É chegada a hora de modernizar nosso sistema político e a tal reforma política não anda e enquanto isso, vemos a corrupção que grassa nas empresas públicas em parceria com os partidos políticos degenerando toda uma classe do legislativo que transformam uma função pública em profissão onde a maioria só busca se locupletar das benesses do estado.


sábado, 3 de janeiro de 2015

Discursos de Dilma e Melo pela Educação carece de embasamentos


Chamou atenção na posse da Presidente da República Dilma Rousseff e do Governador do Amazonas Jose Melo, o discurso de transformação da sociedade pela Educação.

A presidente Dilma Rousseff fiel a seu modo de ser abandonou o “governo novo, novas ideias” para adotar no seu discurso de posse aqueles nojentos slogans, onde tentam engabelar a população com frases de efeitos literárias e muito pouco de prática, aquele “pais rico é pais sem pobreza” foi completamente esquecido no réveillon de 2014 e agora, surge o novo “ Brasil: pátria educadora”, uma bela frase que significa de fato pura balela, mas de tão pouco efeito prático visto que o discurso não casa com a prática.

Senão vejamos nenhum plano que ancore o tal novo slogan foi apresentado, ou seja, quais indicadores serão priorizados para melhoria do ensino público, tais como: melhor qualificação dos professores, escola em tempo integral e também a escolha de um educador, com realizações e experiência na área da educação para comandar a pasta da Educação.

Porém o que vimos é a nomeação de um neófito, fruto da partilha do poder da base aliada onde a pasta da educação caiu no colo do ex-governador Cid Gomes, uma forma de pagamento de compensação por apoio politico de seu partido. Será que alguém acha que esse ministro da educação tem algum plano concreto para transformar o Brasil numa pátria educadora?. Num passado recente, Cid Gomes afirmou que a classe do magistério não precisa de bons salários, já que, sob sua ótica, magistério deve ser encarado com dom e a remuneração não conta para amparar o dom de ensinar.

Nenhuma linha foi dedicada à melhoria na Lei de Diretrizes e Bases da Educação ou na alteração dos percentuais de formação nos Fundos de Manutenção e Desenvolvimento da Educação Básica e de Valorização dos Profissionais da Educação (Fundeb).

A ciência e tecnologia é o principal braço da educação, levando conhecimento a sociedade e a educação como pressuposto da transformação de sociedades. Ao olhar o curriculum do novo ministro da ciência e tecnologia, dá um dó gigantesco ao perceber a importância da pasta com a nomeação de Aldo Rebelo, uma espécie de “faz-tudo” da presidente Dilma, em vista da sua multiplicidade de funções, onde não tem expertise em nenhuma delas. O cartão de visita de alguém da área de educação, ciência e tecnologia são suas qualificações que estão registradas na plataforma Lattes. Dá pra imaginar que esse ministro nem tem curriculum no Lattes?
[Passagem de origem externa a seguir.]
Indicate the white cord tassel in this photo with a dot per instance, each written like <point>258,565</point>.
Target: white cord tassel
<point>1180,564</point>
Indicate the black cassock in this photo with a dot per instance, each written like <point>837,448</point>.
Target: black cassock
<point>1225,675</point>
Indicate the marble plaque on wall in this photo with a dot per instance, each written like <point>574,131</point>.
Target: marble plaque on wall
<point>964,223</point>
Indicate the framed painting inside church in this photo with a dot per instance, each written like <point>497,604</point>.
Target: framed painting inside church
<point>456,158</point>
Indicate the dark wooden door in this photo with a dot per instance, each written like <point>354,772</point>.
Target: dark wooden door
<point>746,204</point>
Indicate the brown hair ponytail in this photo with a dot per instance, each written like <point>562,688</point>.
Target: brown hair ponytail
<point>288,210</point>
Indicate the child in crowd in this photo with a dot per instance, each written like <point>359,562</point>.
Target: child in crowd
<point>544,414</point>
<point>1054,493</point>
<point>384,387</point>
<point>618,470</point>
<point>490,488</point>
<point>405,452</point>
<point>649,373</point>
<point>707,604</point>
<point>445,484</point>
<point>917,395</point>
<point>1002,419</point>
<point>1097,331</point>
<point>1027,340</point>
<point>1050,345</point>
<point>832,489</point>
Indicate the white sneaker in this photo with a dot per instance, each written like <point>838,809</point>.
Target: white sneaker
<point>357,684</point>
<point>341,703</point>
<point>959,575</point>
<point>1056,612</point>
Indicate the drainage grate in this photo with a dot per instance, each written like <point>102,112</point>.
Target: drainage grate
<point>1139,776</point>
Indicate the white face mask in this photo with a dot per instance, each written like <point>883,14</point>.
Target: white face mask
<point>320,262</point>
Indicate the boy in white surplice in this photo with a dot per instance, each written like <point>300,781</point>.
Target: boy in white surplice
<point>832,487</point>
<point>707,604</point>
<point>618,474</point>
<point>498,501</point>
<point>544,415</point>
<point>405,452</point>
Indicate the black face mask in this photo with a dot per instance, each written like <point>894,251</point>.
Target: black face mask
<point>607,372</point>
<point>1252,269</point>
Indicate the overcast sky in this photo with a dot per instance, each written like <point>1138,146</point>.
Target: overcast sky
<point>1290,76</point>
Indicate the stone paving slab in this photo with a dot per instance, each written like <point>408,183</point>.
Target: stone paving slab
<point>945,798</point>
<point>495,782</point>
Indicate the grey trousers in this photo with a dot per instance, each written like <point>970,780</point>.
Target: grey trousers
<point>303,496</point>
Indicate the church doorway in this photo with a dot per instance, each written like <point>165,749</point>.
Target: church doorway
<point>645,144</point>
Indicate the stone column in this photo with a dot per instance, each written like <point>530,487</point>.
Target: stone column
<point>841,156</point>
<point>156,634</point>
O fato é que, não existe nenhum plano, nenhum projeto, nenhuma ação que possa mudar o “status quo” da educação brasileira com esses dois ministros que assumiram os ministérios.

No plano local, o governador reeleito do Amazonas José Melo também trouxe o bordão da educação no discurso de posse. “Será por meio da educação que haveremos de construir um Amazonas ainda mais promissor e desenvolvido” foram suas primeiras palavras. Bonitas palavras que soam como música no ouvido da população que espera na educação a tão sonhada mobilidade social, embora nenhum plano, nenhum fato concreto foi apresentado que pudesse substanciar seu discurso aplicado a prática.

Não se pode subestimar o cabedal de conhecimento e experiência acumulado pelo governador Melo no campo da educação, mas seu discurso padece de evidencias que possam ser entendidas como ações concretas em favor da educação.

Durante a campanha, o governador Melo deu bastante ênfase na duplicação dos CETI´s,(Centro de Educação de Tempo Integral) prometendo construir mais de 30 unidades, especialmente no interior do Estado. É sabido que a educação não transforma a sociedade apenas com equipamentos, e sim, pela valorização dos professores, com um plano de carreira, cargos e salários minimamente decente aliado a tecnologia de ponta nas salas de aulas.

Falta, portanto, que a sociedade tenha conhecimento de como a Educação se tornará o principal vetor de desenvolvimento do Amazonas.